Парфен встретил Матвейку на скотном дворе. Заметив багровый волдырь над его переносьем, усмехнулся:
— Ну, вот и тебя окрестили. А то завидовал мне…
Матвейка не ответил.
— Это нам, парень, с тобой — только аванс, — продолжал тихонько посмеиваться Парфен, помогая выпроваживать скот, — расчет будет, когда высмотрит Клюй, кто коров доит…
— Съездил бы, дядька Парфен, к ним, — хмуро сказал Матвейка. — Помочь надо — голодают.

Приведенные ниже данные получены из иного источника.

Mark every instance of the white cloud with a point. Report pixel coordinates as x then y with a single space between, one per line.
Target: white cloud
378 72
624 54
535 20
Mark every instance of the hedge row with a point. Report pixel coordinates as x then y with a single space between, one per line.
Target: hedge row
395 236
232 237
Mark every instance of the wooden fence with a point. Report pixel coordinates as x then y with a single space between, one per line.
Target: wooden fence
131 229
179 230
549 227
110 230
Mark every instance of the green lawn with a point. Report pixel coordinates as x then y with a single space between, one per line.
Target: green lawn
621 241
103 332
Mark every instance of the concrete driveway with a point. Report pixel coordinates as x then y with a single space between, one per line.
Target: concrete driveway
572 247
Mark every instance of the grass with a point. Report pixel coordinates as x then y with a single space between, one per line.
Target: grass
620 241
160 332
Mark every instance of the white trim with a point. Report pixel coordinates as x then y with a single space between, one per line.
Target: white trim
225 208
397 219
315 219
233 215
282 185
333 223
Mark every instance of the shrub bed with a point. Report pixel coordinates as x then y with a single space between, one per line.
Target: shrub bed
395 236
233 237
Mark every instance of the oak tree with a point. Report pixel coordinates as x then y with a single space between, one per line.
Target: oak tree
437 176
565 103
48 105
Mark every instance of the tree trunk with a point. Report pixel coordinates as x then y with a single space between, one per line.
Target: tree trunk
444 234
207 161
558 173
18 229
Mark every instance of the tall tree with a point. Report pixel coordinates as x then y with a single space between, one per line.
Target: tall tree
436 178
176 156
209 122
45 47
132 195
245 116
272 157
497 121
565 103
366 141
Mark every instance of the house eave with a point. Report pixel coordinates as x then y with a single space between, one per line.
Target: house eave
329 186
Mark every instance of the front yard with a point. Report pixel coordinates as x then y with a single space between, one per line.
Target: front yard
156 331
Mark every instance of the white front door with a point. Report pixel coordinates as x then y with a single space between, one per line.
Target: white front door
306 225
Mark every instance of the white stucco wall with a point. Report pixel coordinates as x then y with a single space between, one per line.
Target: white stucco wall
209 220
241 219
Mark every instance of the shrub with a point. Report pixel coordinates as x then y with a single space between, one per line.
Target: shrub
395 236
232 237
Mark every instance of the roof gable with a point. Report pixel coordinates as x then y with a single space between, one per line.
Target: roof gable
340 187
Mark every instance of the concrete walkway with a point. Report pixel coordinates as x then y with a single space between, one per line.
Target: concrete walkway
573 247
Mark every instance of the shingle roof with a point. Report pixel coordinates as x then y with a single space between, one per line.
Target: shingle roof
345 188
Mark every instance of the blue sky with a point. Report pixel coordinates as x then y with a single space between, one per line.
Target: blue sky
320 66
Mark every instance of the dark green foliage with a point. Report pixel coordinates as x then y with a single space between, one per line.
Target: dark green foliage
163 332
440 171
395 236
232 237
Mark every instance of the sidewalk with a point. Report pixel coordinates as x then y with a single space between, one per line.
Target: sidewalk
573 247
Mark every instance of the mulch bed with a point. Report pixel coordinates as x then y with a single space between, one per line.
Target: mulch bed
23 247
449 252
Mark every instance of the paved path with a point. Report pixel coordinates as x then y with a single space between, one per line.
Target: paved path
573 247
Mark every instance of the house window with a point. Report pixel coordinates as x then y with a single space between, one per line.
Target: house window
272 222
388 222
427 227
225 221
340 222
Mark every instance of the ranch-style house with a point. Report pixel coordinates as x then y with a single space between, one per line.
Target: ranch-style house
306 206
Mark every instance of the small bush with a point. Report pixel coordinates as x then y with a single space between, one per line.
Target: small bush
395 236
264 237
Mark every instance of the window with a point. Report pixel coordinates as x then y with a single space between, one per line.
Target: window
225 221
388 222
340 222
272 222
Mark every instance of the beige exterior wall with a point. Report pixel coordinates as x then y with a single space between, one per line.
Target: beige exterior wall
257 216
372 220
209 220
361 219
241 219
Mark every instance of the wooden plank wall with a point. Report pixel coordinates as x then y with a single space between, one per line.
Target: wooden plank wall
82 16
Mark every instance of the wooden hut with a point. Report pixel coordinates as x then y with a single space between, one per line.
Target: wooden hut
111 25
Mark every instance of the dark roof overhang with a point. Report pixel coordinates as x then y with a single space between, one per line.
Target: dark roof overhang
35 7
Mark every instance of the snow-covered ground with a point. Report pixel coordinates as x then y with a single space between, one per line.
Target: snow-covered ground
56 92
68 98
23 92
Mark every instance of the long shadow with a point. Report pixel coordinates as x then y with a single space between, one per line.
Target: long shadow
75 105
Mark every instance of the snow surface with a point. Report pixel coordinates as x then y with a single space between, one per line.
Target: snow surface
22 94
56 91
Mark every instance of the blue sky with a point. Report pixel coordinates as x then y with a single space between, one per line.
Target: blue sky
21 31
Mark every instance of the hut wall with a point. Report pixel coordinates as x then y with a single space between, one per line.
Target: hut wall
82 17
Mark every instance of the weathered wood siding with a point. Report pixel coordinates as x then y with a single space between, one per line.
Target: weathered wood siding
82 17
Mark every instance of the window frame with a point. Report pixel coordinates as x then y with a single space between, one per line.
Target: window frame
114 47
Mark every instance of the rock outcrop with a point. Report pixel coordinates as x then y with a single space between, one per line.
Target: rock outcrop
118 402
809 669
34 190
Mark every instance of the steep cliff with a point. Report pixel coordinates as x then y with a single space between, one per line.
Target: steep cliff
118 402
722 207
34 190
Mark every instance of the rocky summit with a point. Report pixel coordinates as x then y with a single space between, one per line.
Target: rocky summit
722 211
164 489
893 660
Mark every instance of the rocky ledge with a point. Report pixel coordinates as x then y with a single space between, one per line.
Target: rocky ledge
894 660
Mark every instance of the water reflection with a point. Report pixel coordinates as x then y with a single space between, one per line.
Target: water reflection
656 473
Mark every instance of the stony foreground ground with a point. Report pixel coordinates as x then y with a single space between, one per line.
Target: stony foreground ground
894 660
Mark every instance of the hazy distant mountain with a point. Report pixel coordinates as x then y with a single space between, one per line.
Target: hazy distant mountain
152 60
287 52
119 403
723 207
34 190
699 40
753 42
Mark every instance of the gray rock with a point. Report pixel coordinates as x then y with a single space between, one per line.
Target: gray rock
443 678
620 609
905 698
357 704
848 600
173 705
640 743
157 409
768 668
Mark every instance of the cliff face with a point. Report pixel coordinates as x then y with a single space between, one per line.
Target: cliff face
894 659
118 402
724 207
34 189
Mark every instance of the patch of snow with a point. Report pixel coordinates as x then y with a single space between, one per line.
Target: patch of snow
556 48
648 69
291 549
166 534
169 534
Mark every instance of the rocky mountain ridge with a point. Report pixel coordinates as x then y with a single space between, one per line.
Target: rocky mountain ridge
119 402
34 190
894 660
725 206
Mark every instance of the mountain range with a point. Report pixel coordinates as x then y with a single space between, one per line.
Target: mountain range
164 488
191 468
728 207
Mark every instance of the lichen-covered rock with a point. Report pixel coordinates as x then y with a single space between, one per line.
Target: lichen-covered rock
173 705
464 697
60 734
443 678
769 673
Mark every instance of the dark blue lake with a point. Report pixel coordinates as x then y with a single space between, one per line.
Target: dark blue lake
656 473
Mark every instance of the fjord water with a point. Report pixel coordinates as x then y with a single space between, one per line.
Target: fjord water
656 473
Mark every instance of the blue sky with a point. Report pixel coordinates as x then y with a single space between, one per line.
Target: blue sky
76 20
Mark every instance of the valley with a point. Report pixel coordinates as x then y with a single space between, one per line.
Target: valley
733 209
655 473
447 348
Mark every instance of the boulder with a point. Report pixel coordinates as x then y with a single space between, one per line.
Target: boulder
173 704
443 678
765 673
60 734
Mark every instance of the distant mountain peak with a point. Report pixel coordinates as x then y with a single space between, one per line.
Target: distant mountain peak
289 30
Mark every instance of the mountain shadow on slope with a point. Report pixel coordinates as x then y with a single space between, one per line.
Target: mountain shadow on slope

— Хочешь Шишкина — под монастырь, пень вас всех зашиби! Думаешь, мне жить надоело? За утопшую машину чуть самого в старую прорву не скинули, едва отмолился. Теперь ты с теми, своими, — как удавка на шее!..
— С голодухи болеть начинают. Мука у меня на исходе, и хату паразиты заняли. Сегодня последние лепешки в баньке постряпаю.
— Настырный ты, Мотька, вроде того самодурного быка.
— Дядька Парфен, а я беженцам бычка продал. Да не справиться им… городские.
— Ох, чует моя душа, конец подходит Шишкину. И все из-за твоей дурости, чтоб тебе лихо!..
Парфен ушел, в сердцах выражаясь по-черному. Но Матвейка знал, что теперь конюх побывает в большом березняке.
Первыми про укрытие беженцев разболтали на деревне Иван с Ешкой. Ходили братья Беляшонковы за грибами, услыхали чужие голоса в кустах и, перетрусив, кинулись наутек. Никого они не видели, но тем больше было простора для фантазии.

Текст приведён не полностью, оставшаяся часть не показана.